How can I check if a thread holds the GIL with sub-interpreters?

I am working on some changes to a library which embeds Python which require me to utilize sub-interpreters in order to support resetting the python state, while avoiding calling Py_Finalize (since calling Py_Initialize afterwards is a no-no).

I am only somewhat familiar with the library, but I am increasingly discovering places where PyGILState_Ensure and other PyGILState_* functions are being used to acquire the GIL in response to some external callback. Some of these callbacks originate from outside Python, so our thread certainly doesn't hold the GIL, but sometimes the callback originates from within Python, so we definitely hold the GIL.

After switching to sub-interpreters, I almost immediately saw a deadlock on a line calling PyGILState_Ensure, since it called PyEval_RestoreThread even though it was clearly already being executed from within Python (and so the GIL was held):

For what it's worth, I have verified that a line that calls PyEval_RestoreThread does get executed before this call to PyGILState_Ensure (it's well before the first call into Python in the above picture).

I am using Python 3.8.2. Clearly, the documentation wasn't lying when it says:

Note that the PyGILState_* functions assume there is only one global interpreter (created automatically by Py_Initialize()). Python supports the creation of additional interpreters (using Py_NewInterpreter()), but mixing multiple interpreters and the PyGILState_* API is unsupported.

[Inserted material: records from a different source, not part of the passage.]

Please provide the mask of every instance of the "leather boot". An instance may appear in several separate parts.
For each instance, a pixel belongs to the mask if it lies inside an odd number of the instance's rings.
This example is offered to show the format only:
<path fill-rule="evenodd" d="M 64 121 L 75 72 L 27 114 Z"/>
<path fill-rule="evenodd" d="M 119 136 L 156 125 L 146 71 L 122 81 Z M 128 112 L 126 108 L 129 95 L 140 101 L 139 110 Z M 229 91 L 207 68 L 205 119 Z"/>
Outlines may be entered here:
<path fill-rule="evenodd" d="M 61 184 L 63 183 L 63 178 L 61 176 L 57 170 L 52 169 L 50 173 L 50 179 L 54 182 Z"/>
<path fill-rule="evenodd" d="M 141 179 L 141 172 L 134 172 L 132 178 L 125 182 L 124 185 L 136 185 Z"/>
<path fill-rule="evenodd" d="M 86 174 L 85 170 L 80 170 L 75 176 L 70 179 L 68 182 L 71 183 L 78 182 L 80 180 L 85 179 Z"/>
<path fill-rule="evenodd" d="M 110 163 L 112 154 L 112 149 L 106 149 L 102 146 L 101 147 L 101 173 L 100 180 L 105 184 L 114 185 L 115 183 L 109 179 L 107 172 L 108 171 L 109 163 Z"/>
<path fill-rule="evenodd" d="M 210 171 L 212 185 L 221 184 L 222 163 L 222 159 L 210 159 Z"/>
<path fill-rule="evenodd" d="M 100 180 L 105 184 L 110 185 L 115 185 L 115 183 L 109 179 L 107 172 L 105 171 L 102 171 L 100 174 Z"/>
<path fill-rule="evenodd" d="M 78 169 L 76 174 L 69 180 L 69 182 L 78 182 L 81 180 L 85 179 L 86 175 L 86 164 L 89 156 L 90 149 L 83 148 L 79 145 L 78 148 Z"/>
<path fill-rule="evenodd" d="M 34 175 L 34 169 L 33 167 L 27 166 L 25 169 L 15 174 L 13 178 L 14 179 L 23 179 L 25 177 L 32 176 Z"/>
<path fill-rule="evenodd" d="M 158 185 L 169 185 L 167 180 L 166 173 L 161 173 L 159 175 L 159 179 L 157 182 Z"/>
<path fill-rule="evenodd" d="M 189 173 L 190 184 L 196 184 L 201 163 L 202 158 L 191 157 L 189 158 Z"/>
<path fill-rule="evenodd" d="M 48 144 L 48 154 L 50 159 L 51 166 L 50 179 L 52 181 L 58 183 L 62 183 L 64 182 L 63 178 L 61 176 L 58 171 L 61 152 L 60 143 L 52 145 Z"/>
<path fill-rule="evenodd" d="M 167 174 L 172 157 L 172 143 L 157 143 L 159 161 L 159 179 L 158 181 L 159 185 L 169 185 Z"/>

It is quite a lot of work to refactor the library so that it tracks internally if the GIL is held or not, and seems rather silly. There should be a way to determine if the GIL is held! However, the only function I can find is PyGILState_Check, but that's a member of the forbidden PyGILState API. I'm not sure it'll work. Is there a canonical way to do this with sub-interpreters?

Solution

I've been pondering this line in the documentation:

Also note that combining this functionality with PyGILState_* APIs is delicate, because these APIs assume a bijection between Python thread states and OS-level threads, an assumption broken by the presence of sub-interpreters.

I suspect that the issue was that there's something involving thread local storage on the PyGILState_* API.

I've come to think that it's actually not really possible to tell if the GIL is held by the application. There's no central static place where Python stores that the GIL is held, because it's either held by "you" (in your external code) or by the Python code. It's always held by someone. So the question of "is the GIL held" isn't the question the PyGILState API is asking. It's asking "does this thread hold the GIL", which makes it easier to have multiple non-Python threads interacting with the interpreter.

I overcame this issue by restoring the bijection as best I could by creating a separate thread per sub-interpreter, with the order of operations being very strictly as follows:

Grab the GIL in the main thread, either explicitly or with Py_Initialize (if this is the first time). Be very careful, the thread state from Py_Initialize must only ever be used in the main thread. Don't restore it to another thread: Some module might use the PyGILState_* API and the deadlock will happen again.
Create the thread. I just used std::thread.
Spawn the subinterpreter with Py_NewInterpreter. Be very careful, this will give you a new thread state. As with the main thread state, this thread state must only be used from this thread.
Release the GIL in the new thread when you're ready for Python to do its thing.

Now, there's some gotchas I discovered:

asyncio in Python 3.8-3.9 has a use-after-free bug where the first interpreter loading it manages some resources. So if that interpreter is ended (releasing those resources) and a new interpreter grabs asyncio, there will be a segfault. I overcame this by manually loading asyncio through the C API in the main interpreter, since that one lives forever.
Many libraries, including numpy, lxml, and several networking libraries will have trouble with multiple subinterpreters. I believe that Python itself is enforcing this: An ImportError results when importing any of these libraries with: Interpreter change detected - This module can only be loaded into one interpreter per process. This so far seems to be an insurmountable issue for me since I do require numpy in my application.